Growth response of altitudinal ecotypes of mountain birch to temperature and fertilisation

• Published in: Oecologia Vol. 119; no. 1; pp. 16 - 23
• Main Authors: Weih, M, Karlsson, P.S
• Format: Journal Article
• Language: English
• Published: Berlin Springer-Verlag 01.04.1999; Springer
• Subjects: Altitude; ambient temperature; Animal and plant ecology; Animal, plant and microbial ecology; Autoecology; Betula pubescens; Biological and medical sciences; Ecophysiology; ecotypes; Forestry; Fundamental and applied biological sciences.

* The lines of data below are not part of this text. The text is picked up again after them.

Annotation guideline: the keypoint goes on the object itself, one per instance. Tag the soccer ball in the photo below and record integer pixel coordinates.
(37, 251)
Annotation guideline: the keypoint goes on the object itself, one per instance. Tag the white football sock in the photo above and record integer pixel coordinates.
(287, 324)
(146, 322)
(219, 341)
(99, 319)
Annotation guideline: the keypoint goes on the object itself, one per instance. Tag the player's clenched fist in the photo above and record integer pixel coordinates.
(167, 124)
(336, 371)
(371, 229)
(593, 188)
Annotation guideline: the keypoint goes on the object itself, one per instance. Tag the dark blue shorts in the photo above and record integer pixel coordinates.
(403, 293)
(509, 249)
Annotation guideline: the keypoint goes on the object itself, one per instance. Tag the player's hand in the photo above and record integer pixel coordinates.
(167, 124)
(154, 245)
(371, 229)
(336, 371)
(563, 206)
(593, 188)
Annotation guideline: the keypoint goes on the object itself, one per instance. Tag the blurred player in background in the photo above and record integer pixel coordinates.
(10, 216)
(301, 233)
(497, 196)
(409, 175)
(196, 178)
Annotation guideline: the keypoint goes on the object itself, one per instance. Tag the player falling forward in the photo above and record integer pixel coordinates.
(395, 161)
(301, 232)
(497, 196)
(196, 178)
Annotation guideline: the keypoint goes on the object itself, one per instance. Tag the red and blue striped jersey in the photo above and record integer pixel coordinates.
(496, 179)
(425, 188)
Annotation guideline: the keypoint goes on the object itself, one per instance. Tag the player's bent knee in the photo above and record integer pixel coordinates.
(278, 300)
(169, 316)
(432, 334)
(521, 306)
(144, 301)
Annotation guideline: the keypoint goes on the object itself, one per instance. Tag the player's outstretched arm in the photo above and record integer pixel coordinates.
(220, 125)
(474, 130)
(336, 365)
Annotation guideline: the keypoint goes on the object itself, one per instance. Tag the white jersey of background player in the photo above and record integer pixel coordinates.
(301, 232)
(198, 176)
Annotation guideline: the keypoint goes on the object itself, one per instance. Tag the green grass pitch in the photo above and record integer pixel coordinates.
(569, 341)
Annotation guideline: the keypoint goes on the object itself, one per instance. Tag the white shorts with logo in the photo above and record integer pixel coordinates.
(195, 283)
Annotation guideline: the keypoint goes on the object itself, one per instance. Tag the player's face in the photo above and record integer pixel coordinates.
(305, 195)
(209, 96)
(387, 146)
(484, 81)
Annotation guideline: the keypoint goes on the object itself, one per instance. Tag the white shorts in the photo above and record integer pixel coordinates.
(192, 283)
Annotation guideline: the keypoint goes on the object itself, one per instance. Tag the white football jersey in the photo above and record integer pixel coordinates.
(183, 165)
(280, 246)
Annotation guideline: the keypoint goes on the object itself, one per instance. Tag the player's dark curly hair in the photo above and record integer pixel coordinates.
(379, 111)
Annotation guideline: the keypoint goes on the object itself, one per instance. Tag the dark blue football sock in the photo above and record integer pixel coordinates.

Psychology; General forest ecology; Generalities. Production, biomass. Quality of wood and forest products. General forest ecology; growth; Hardwood trees; High temperature; Leaf area; Low temperature; Nitrogen; nutrient availability; Plant growth; Plants; Plants and fungi; Productivity; Seedlings; Sweden; Norway; Scandinavia; Europe; Temperature; Fertilization; Betula pubescens; Growth; Environmental factor; Plant leaf; Bioavailability; Nitrogen; Dicotyledones; Angiospermae; Nutrient; Hardwood forest tree; Spermatophyta; Ecotype; Betulaceae; Altitude; Key words Altitudinal ecotypes; Nitrogen productivity; Subarctic; Betula pubescens ssp. czerepanovii; STORAGE; ALPINE; SEEDLINGS; POPULATIONS; NITROGEN USE EFFICIENCY; altitudinal ecotypes; RESPIRATION; subarctic; SOIL-TEMPERATURE; PLANTS; growth; nitrogen productivity; ECONOMY; SWEDISH LAPLAND
• ISSN: 0029-8549; 1432-1939
• DOI: 10.1007/s004420050756

High- and low-altitude ecotypes of mountain birch (Betula pubescens ssp. czerepanovii) showed clear differences in their responses to various experimental conditions, including two temperature regimes and four fertilisation rates. There was, however, no simple way to characterise the elevational ecotypes in terms of relative growth rate, nitrogen (N) productivity, or root N uptake rate. The leaf N concentration was generally higher in the high-altitude seedlings than in the low-altitude seedlings. At low temperature, high-altitude mountain birch maintained a relatively high growth rate by combining high root N uptake rate and high leaf N concentration with high N productivity. An increase in temperature and/or fertiliser rate resulted in a marginal increase in N productivity in the high-altitude seedlings but resulted in a strong increase in N productivity in the low-altitude seedlings. In parallel, increased temperature resulted in a pronounced decrease in leaf N concentration only in the low-altitude seedlings. Our results suggest that the weak growth response to increased temperature in high-altitude mountain birch is functionally related to high leaf N concentration. The high leaf N concentration of high-altitude mountain birch is genetically determined and has an adaptive value in a cold environment. This suggests that there is a trade-off between high N productivity at low temperature and a strong response of N productivity to temperature.